Ivanko cautions, "Launching a business without encumbering the enterprise with thousands (or millions) of dollars of interest payments can go a long way towards thriving without excessive debt."

He also encourages creative leveraging of resources, much like community supported agriculture (CSA). "Thanks to the Internet, sophisticated software programs, and the ability to create private label products, it's possible to operate without owning a factory or storefront, or any physical inventory by using drop-ship terms with various manufacturers eager to develop an unpaid marketing team," Ivanko says.

Having creative solutions can also give an edge when it comes to funding. Greg Hilton, senior project manager with Sagacious Partners in South Carolina who also works with EngenuitySC and the USC-Columbia Fuel Cell Collaborative says channels are currently cluttered with many new players. "Firms, organizations, and governments will gravitate to those providers who show a clear understanding of the issues and how their products and services will provide solutions," he says.

Standing out from the crowd may be as simple as obtaining a patent for your technology. Tim Williams, shareholder with Dority & Manning, a law firm that specializes in patents, trademarks and copyrights, says entrepreneurs would do well to investigate the playing field before making the investment to apply for one. With applications starting at $6,000 for a simple mechanical case (not including attorney's or government fees) Williams recommends checking the patent and trademark office website first.

Startups may soon be able to tap into e3bank, a newly-established financial institution that promises to be a sustainable lender. Other finance options include a focused investor such as Cleantech Group, LLC or Green Solar Finance.

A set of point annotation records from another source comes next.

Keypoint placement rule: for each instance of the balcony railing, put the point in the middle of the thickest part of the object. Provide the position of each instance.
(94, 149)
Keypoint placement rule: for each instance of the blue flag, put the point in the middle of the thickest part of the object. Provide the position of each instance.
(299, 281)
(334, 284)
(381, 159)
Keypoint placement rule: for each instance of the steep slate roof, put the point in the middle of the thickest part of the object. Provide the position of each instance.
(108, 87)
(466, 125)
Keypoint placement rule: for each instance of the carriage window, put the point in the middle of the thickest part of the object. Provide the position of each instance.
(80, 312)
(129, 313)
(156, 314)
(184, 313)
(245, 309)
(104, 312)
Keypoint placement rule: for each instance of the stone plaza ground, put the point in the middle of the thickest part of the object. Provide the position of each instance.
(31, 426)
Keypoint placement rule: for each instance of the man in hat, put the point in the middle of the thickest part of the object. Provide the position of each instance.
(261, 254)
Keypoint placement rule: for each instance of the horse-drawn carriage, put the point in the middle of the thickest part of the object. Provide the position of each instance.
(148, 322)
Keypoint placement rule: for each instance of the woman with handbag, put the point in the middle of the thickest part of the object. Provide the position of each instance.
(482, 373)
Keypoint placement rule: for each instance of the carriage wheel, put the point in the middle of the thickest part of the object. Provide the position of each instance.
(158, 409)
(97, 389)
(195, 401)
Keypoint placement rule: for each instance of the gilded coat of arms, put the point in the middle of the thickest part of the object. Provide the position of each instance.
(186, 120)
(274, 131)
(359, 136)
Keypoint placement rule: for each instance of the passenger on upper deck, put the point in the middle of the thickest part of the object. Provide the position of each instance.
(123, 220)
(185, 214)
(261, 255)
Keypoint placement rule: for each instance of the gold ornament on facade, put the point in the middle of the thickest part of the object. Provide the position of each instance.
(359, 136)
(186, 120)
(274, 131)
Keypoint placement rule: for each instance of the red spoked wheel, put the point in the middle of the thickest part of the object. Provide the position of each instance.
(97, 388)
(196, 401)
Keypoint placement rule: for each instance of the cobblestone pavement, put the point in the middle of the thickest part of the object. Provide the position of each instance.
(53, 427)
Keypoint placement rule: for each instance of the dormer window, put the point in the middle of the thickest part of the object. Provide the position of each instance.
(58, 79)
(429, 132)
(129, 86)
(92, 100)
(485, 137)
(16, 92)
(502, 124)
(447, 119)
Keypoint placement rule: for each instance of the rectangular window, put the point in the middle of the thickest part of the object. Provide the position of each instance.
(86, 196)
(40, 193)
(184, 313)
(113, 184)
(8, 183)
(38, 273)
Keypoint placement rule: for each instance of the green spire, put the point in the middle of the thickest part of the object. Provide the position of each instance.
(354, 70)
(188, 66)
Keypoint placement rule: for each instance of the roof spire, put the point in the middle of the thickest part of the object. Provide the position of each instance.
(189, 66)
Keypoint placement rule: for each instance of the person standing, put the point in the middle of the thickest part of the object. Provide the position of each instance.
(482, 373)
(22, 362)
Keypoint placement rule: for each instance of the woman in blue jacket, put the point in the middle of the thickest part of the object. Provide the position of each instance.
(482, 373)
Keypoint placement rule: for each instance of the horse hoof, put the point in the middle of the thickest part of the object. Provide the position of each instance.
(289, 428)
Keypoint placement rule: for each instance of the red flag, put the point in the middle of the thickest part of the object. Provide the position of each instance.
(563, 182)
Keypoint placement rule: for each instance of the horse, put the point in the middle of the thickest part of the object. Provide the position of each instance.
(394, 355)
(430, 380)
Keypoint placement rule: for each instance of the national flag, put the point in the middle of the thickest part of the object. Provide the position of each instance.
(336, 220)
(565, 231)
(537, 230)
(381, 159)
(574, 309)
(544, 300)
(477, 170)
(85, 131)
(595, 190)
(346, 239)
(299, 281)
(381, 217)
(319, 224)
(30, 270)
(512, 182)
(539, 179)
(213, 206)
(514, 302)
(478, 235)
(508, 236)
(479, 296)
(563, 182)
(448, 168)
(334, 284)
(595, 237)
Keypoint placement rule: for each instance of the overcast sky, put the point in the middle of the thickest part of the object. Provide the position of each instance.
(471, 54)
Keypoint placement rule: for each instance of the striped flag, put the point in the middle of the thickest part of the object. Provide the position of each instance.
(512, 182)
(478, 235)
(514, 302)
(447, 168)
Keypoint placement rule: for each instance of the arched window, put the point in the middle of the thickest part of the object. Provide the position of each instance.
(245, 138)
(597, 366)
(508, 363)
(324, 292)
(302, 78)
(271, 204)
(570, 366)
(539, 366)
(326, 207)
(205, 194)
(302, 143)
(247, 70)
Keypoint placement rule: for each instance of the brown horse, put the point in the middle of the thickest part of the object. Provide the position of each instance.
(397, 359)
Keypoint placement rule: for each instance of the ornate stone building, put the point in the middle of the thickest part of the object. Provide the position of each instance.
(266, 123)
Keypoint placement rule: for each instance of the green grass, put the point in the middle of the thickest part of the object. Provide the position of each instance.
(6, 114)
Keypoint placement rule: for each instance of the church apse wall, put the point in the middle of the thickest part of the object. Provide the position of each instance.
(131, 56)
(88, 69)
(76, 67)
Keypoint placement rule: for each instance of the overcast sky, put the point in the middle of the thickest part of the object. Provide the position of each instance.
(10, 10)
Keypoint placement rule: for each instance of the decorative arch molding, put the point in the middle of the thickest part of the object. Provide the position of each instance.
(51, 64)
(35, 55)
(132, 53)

"One of the only investors that still has the availability of capital and is willing to put it to work is Uncle Sam. Depending on what problem you are solving, look for funding opportunities from the Department of Energy, Department of Defense, or perhaps the USDA," says Christopher Scott, CFO of BlueFire Ethanol. BlueFire was recently awarded funds from the DOE for a second planned ethanol production facility.

When applying for government funding, Scott believes now more than ever, startups need a bulletproof execution plan. "If there are any holes, they will be discovered more quickly than in other times, and instead of getting terms that may be less beneficial, you may not get funded," he says.

But above all, Ivanko reminds would-be green businesses, "Operate in every way possible like a healthy, diversified ecological system. Use nature as the model, both for the enterprise as well as the product or service. In nature, there is no waste."